Bey rubbed a hand over his face as he sat down, then let out a belaboured sigh at the same time Zajac groaned.

"You two, Bey and Zajac, en't got no head for serious matters, and you en't lazy always, but enough to cause trouble. Don't have to be solemn all the time—time enough for havin' fun in life. But you can't sit still 'afore a ledger long enough to add the numbers, and you can't keep your face straight when you should. I seen you laugh when your teacher was showing you the new order of things in the warehouse, like you en't got to know how that works 'fore you could manage things. Zajac, I 'spect you can't tell me now how much we got for them silks your father sent you to sell, nor wrote to him with the payment. And you, Bey—give you all my shares of Seventh Sea if you could tell me where the keys are you was to keep track of this term."

Zajac and Bey both sat up in their chairs, paled, and took on a more serious and solemn mien than anyone in the room had ever seen.

"Thought so." Captain Hawley said, and their greyed faces both flushed identically. "I catch either of you late in the mornin' e'en once more, I'll set you both tarrin' and slushin' ever' ship in port until you graduate, and don't much care what that Frenchman says about rotations."

He pointed at Piero next. Piero straightened and his knuckles turned white, grasping the arm of his chair.

"Lord Piero, you might be the hardest worker I ever seen on ship or land, but you don't take no 'nitiative. You been mostly put in charge of the yard refit, but you just go 'long, doin' what anyone else says, e'en if they know nuffin' 'bout nuffin'. Yer a blessed lord, Your Lordship, so puffed-up you could barely fit yer head in a door, but soon as you have to order around a man what works for you, you en't got a word ter say."

Piero, as a lord, had probably never in his life been spoken to so plainly by anyone but Arturo. His shock was evidenced in his lax face, mouth dropped and eyes sunken, and the fact he had to swallow to regain his voice.

"I... I don't want to cause anyone else problems out of ignorance."

"You had three terms now to stop bein' ignorant, and mostly, you en't no more. You want to be the man in charge someday, best you learn how now. You got three more terms left to learn it, 'afore you end up a common tar takin' orders from a first mate the rest of yer days. If you could get a man to hire you on, and I'll tell you true: that man won't be me, if all you could do is move crates where yer told to."

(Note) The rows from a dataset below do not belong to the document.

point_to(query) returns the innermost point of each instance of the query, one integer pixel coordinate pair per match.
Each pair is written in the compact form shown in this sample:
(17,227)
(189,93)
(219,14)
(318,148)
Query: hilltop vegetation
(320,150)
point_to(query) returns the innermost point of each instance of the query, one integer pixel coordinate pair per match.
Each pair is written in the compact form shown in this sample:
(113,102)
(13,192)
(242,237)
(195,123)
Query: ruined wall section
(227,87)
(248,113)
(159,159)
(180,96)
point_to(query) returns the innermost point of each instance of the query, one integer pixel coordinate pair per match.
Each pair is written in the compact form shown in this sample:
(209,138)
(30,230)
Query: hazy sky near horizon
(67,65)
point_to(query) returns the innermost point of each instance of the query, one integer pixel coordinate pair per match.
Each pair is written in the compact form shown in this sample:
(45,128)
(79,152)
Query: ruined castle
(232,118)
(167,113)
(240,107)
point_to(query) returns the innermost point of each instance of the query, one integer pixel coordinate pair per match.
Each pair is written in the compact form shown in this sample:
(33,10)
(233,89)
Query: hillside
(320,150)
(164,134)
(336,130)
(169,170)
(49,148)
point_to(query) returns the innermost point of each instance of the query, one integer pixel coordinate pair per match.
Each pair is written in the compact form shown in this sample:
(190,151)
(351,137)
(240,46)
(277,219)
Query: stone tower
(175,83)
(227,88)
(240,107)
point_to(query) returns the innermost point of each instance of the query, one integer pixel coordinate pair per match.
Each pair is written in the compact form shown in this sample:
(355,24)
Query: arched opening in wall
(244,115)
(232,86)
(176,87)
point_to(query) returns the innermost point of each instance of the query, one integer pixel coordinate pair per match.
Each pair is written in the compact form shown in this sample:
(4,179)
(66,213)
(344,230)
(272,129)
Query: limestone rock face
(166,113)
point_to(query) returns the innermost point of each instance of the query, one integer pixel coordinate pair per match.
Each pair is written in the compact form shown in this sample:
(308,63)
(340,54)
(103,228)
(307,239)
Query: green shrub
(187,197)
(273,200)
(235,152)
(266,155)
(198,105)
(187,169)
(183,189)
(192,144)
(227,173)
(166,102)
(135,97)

Piero's mouth snapped shut and he gave Captain Hawley a sharp nod. By the look in his eye, Toad expected the entire shipyard, probably including Toad and Captain Hawley, would soon be subjected to Piero's lordly and unreasonable demands until the next time the captain grabbed him by the scruff and shook him.

Without warning, as Toad was pouring another glass of brandy, Captain Hawley turned on him with a dark, angry look, reminiscent of the duke on the verge of high dudgeon. Toad's hand shook so badly, he spilled his drink, and didn't bother picking up the glass or cleaning the spill.